Considering houses built in the Brussels Capital Region published in architecture journals between 1945 and 1975, and specifically those for which construction techniques were described, approximately 30% of them contained prefabricated floor systems. Unfortunately, the floor manufacturer was hardly ever explicitly mentioned by name. Apart from the rare references to B.A.S.C., Novobric, and Monotub, almost every article described the floor system in very general terms, as if the use of precast floor elements was so common and familiar that there was no need to go into detail. Usually floors were simply referred to as hollow core slabs, sometimes with extra adjectives (prefabricated, tubular, or insulating). A few times the material of the floor was mentioned (mainly concrete or reinforced concrete, occasionally terracotta or autoclaved gas concrete). Once constructed and finished – usually with a layer of plaster covering the bottom and wooden flooring or tiles on top – the difference between one and another was hardly visible.

Looking at the company catalogues and commercial brochures to see how and where precast floor systems were used in postwar housing in Brussels, some specifically referred to applications in Brussels, but did not provide much detail. Vibrabeton, for instance, included many examples where their hollow core slabs Ultra had been used, e.g. 296 apartments in the social housing complex Le Home at the Chaussée Romaine in Brussels, as well as in apartment buildings in Brussels, Molenbeek, Uccle, Anderlecht, and Auderghem. Yet Vibrabeton did not include any construction details for these applications.

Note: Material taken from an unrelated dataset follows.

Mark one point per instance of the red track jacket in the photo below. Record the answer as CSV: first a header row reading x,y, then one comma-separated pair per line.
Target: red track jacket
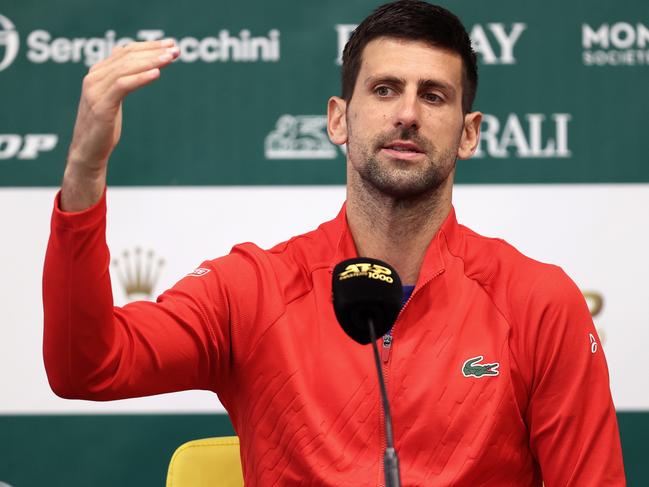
x,y
495,375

One company in particular seemed to focus very much on the Brussels market: B.A.S.C. In a commercial brochure dating from the end of the 1940s or the beginning of the 1950s, it listed numerous projects, especially in Brussels, and referred to more than 80.000 m² of B.A.S.C. floors used in apartment buildings, of which over 90% were located in Brussels (including 50 apartment buildings in Brussels, Woluwe-Saint-Lambert, Ixelles, Uccle, Anderlecht, Etterbeek, Molenbeek, Schaerbeek, Forest, Ganshoren, Laeken, and Saint-Gilles). The most famous project (and also one of the largest, with 9.000 m² of B.A.S.C. floors) are probably the apartment buildings Leopold and Albert in the Leopold district, by architects Jean-Jules Eggericx and Raphaël Verwilghen, built just before and right after the Second World War (1935-1951).